Replacing the Gas Tax

The per-gallon gas tax has not kept up with inflation, and as vehicles once again become more fuel-efficient (or run on electricity) and people drive less, the highway fund struggles to keep up. Officials in Oregon have been looking for a way to replace the per-gallon gas tax for about a decade. In particular, they have been considering a mileage-based tax under which roadway users would pay for how much they use the roads, rather than how much gasoline they buy.

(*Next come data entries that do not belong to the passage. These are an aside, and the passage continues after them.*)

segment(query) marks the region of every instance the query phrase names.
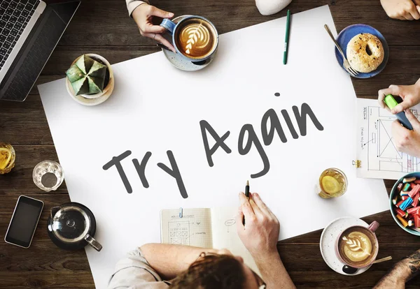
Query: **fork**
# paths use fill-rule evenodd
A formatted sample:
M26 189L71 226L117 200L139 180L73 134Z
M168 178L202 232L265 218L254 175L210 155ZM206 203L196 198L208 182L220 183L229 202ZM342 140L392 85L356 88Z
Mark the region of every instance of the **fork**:
M342 57L343 57L343 65L344 66L344 68L346 69L346 71L347 71L347 72L349 73L350 73L350 75L351 76L356 77L356 75L357 75L358 74L358 72L355 71L351 67L351 66L350 65L350 64L349 63L347 59L346 59L346 57L344 56L344 53L343 52L343 50L342 50L341 47L340 47L340 45L338 45L337 41L335 40L335 38L332 36L332 34L331 33L331 31L330 30L330 27L328 27L328 25L325 24L324 27L325 27L326 30L327 31L327 32L328 32L328 35L330 36L331 39L332 39L332 41L334 41L334 44L335 44L335 47L337 47L339 52L342 54Z

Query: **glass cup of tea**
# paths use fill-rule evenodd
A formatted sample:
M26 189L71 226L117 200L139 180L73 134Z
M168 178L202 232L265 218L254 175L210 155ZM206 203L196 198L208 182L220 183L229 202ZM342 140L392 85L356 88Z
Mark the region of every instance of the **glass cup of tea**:
M43 161L35 166L32 173L34 183L43 191L55 191L64 179L64 172L59 163Z
M322 198L340 197L347 191L347 177L337 168L328 168L319 176L316 189L318 195Z
M11 144L0 142L0 175L7 174L15 167L16 154Z

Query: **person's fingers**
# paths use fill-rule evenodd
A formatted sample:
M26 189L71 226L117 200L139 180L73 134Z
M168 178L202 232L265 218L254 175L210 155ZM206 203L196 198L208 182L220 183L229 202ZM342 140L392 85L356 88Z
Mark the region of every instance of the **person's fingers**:
M414 18L413 18L413 17L412 16L412 15L410 14L410 12L406 12L405 14L404 14L404 17L405 19L407 19L407 20L414 20Z
M398 103L394 108L391 110L391 112L393 114L396 114L411 108L412 106L413 106L412 101L410 98L404 98L404 101L401 103Z
M166 46L167 47L168 47L169 49L170 49L172 51L172 52L176 53L176 50L175 50L175 47L174 47L174 45L172 45L169 41L168 41L167 40L166 40L162 36L162 34L156 34L155 36L155 34L152 34L152 37L151 37L152 38L154 37L155 40L156 41L159 41L160 43L161 43L162 44L163 44L164 46Z
M268 206L265 205L265 203L262 201L262 199L261 199L261 197L259 194L254 193L252 194L252 197L262 212L265 211L267 215L271 216L273 220L276 221L276 222L279 222L279 220L277 219L276 215L274 215L274 214L268 207Z
M414 117L414 114L411 112L410 110L405 110L404 111L405 113L405 117L407 117L407 119L410 121L413 128L416 131L419 131L420 128L420 122L419 120Z
M250 193L250 194L251 194L251 193ZM264 214L261 211L261 209L260 209L258 207L258 205L255 204L255 202L252 199L252 198L249 198L249 204L251 205L251 207L252 207L252 209L254 212L254 214L255 214L255 216L259 216L259 217L264 216Z
M172 12L167 12L162 9L159 9L158 8L155 6L150 7L150 14L153 16L160 17L161 18L171 18L174 17L174 13L172 13Z
M265 203L262 202L262 200L261 200L261 198L260 198L260 195L258 193L253 193L252 194L252 198L262 213L265 214L266 215L270 215L270 209Z
M144 29L145 33L155 33L155 34L161 34L166 31L166 29L159 25L153 25L149 24L146 25Z

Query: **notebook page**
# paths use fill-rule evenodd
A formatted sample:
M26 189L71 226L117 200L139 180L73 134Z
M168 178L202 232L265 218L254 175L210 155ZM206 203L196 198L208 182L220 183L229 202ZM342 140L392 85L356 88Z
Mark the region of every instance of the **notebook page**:
M238 208L235 207L211 208L214 248L227 249L233 255L242 257L245 264L261 276L251 253L238 236L235 221L237 212Z
M164 244L213 248L210 209L160 211L160 241Z

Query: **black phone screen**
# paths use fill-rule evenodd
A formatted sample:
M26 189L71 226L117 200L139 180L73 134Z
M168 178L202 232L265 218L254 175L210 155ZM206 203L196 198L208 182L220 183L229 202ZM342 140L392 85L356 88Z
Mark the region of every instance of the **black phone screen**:
M4 238L6 242L29 247L43 207L41 201L21 195Z

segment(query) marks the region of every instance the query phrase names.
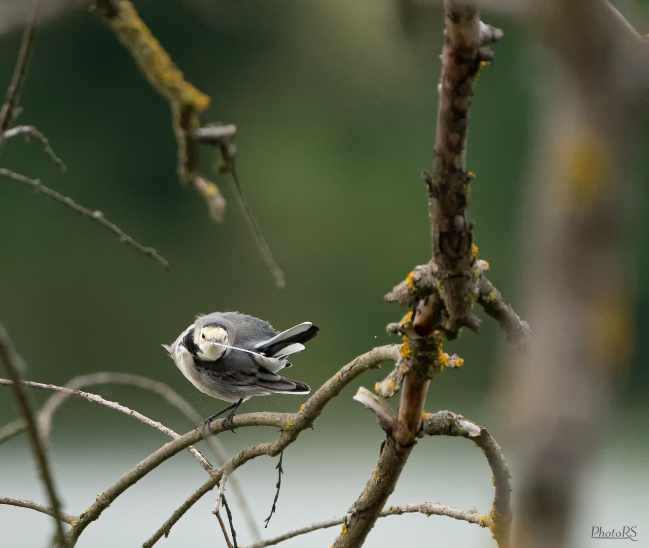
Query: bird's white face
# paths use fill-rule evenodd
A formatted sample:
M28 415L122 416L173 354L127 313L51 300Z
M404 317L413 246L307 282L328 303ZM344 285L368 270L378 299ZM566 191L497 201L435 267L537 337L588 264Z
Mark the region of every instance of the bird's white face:
M230 353L228 332L220 325L206 325L194 330L194 342L199 349L203 360L214 362Z

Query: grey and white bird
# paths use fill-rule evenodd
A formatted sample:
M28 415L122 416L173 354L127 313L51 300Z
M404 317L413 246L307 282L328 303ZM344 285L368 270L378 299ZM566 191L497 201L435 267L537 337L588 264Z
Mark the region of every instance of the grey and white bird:
M232 403L208 417L205 425L230 411L232 417L252 396L308 394L304 382L277 375L291 366L288 356L304 349L304 343L318 333L310 321L282 332L267 321L239 312L213 312L196 321L171 346L162 345L182 374L203 393Z

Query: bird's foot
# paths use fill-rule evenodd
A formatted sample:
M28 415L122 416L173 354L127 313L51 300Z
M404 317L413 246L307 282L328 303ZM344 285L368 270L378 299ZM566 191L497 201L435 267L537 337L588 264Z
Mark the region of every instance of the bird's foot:
M221 423L221 425L225 429L230 430L232 434L236 434L234 431L234 425L233 423L233 419L234 418L234 410L233 409L228 414L228 416L226 417Z

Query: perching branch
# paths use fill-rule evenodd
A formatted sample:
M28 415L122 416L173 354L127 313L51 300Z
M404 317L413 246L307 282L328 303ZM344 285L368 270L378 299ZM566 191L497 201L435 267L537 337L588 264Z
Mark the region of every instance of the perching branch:
M19 366L21 360L14 349L9 336L2 325L0 325L0 362L2 362L5 370L11 378L10 384L11 384L14 390L14 395L18 403L20 413L27 423L27 432L29 434L32 451L34 452L34 456L40 472L41 480L47 493L47 498L49 499L52 514L56 523L58 542L60 548L66 548L68 544L63 532L63 527L61 525L62 521L64 521L65 520L61 514L61 506L54 487L54 480L50 471L47 455L43 444L41 443L38 428L32 412L31 406L27 399L27 393L21 384L19 373L20 366Z
M249 460L256 458L262 455L267 455L270 456L275 456L279 455L297 438L297 436L302 430L312 427L315 419L320 416L326 404L332 398L340 393L343 388L358 377L358 375L369 369L377 367L382 362L387 360L393 361L398 360L399 356L398 349L399 347L397 345L377 347L369 352L359 356L347 364L334 377L323 384L300 408L300 410L297 413L252 413L235 416L233 424L234 428L239 428L241 426L275 426L281 428L282 431L280 437L272 443L260 443L244 449L239 455L232 457L225 465L225 467L234 467L234 469L236 469L245 464ZM217 422L212 423L210 426L210 430L214 434L218 434L225 429L226 429L223 425L223 421L220 423L217 423ZM197 439L202 438L202 435L200 432L190 432L185 434L183 437L186 439L184 443L194 440L197 436ZM177 442L172 442L172 443L167 444L165 447L168 447L179 442L180 440L177 440ZM195 443L195 442L191 442L191 443ZM112 497L114 490L119 489L123 490L126 489L130 485L132 484L132 483L134 483L140 477L148 473L149 466L151 467L151 469L152 469L155 466L161 464L164 460L169 458L173 455L175 455L176 453L181 450L182 449L178 449L175 447L173 449L167 449L165 450L165 447L158 449L155 453L140 462L136 468L134 468L133 470L123 476L117 484L116 484L108 491L99 495L100 497L102 497L106 493L108 493L109 497ZM150 548L163 535L169 534L171 527L182 517L185 512L191 508L203 495L211 491L219 484L225 467L221 467L217 470L207 482L203 484L185 501L182 505L171 515L171 517L142 545L143 548ZM141 475L140 475L140 474ZM134 477L136 479L134 480ZM121 491L119 492L121 493ZM118 493L117 494L119 493ZM99 500L98 499L98 501ZM102 500L103 501L103 499ZM106 500L106 505L110 504L112 500L112 499ZM96 510L93 506L91 506L89 510L92 510L93 512L96 512L96 517L93 519L97 519L104 507L103 502L102 502L102 507L97 506Z
M481 514L476 510L460 510L453 506L442 506L438 503L424 503L421 504L403 504L398 506L387 506L387 508L379 514L379 517L415 513L423 514L424 516L447 516L449 517L453 517L455 519L468 521L469 523L475 523L481 527L489 527L491 524L491 518L487 514ZM249 546L246 547L246 548L265 548L267 546L274 546L285 540L288 540L289 539L305 534L306 533L310 533L319 529L328 529L330 527L335 527L336 525L347 524L349 519L348 516L345 516L345 517L334 517L333 519L328 519L326 521L319 521L308 527L295 529L278 536L262 540L261 542L256 542L254 544L251 544Z
M13 380L10 380L6 379L0 379L0 384L13 386L15 386L15 384L16 383ZM180 435L179 434L177 434L171 430L171 429L167 428L162 423L159 423L158 421L152 420L148 417L143 415L141 413L138 413L137 411L130 409L124 405L121 405L116 401L110 401L110 400L104 399L101 396L97 395L97 394L92 394L90 392L84 392L82 390L73 390L69 388L66 388L63 386L57 386L55 384L44 384L42 382L34 382L32 380L21 380L20 381L20 384L24 384L25 386L29 386L31 388L40 388L43 390L51 390L52 392L62 392L68 396L85 398L88 401L93 401L95 403L99 403L100 405L103 405L105 407L108 407L110 409L114 409L116 411L119 411L121 413L134 417L140 422L145 425L148 425L149 426L153 427L153 428L156 430L159 430L160 432L166 434L167 436L173 438L175 440L177 440L180 438ZM194 458L198 461L199 464L202 466L203 468L210 473L214 471L214 467L208 462L207 459L203 456L201 451L192 446L189 446L186 449L190 451L190 453L191 453Z
M419 437L423 436L461 436L474 442L482 449L493 473L495 493L493 507L487 526L500 547L508 546L511 528L509 467L505 462L500 446L487 429L450 411L439 411L434 415L426 413Z
M34 503L33 501L14 499L11 497L0 497L0 504L8 504L9 506L18 506L19 508L28 508L31 510L35 510L36 512L40 512L41 514L51 516L52 517L56 517L56 515L54 510L52 510L51 506L40 504L38 503ZM58 515L60 519L69 525L71 525L74 523L75 518L77 517L75 516L70 516L70 514L66 514L64 512L59 512Z
M121 229L117 226L117 225L113 224L110 221L108 221L106 218L104 218L104 214L101 211L91 211L87 208L79 205L71 198L66 197L62 194L57 192L56 190L53 190L51 188L42 184L39 179L29 179L29 177L26 177L25 175L22 175L20 173L16 173L14 171L10 171L9 169L6 169L4 168L0 168L0 175L9 177L9 179L12 179L14 181L19 181L21 182L26 183L30 186L33 187L34 190L37 192L42 192L45 195L49 196L51 198L54 198L54 199L57 201L65 204L68 207L71 208L77 213L80 214L84 217L88 217L90 219L93 219L99 224L103 225L110 230L110 232L113 234L116 234L119 238L119 241L123 243L127 243L132 247L134 247L138 251L140 251L141 253L144 253L144 255L149 255L149 256L155 259L165 268L169 268L169 262L164 257L158 255L158 252L156 251L155 249L153 247L145 247L141 244L138 243L132 238L129 236L129 234L126 234L121 230Z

This story from the blog features an interview with the manager of Oregon’s Road User Fee pilot program. The program has been exploring several mechanisms and structures for collecting a mileage-based fee from roadway users. After a few failed pilots, they think they have the program figured out and that it can pass through the Oregon legislature this year for implementation by 2014. Some features of the proposed system are:

  • platform independent and able to evolve with technology
  • a fee of 1.56¢ per mile (based on $0.30/gal tax and 21 mpg vehicle)
  • flexible payment options
  • GPS not required
  • option for paying a flat annual fee for a mileage limit
  • online reporting options

In spite of the several pilots and long evolution of the proposed system, much skepticism remains about the ability of the program to function, let alone gain approval by the Oregon legislature. Either way, this is a great example of states acting as “laboratories of democracy” attempting to find solutions to nation-wide problems, whether they succeed or not.

What do our readers think about a mileage-based tax? Is it more fair than a fuel tax? Will it provide the funding needed to maintain our roads? Is it politically feasible?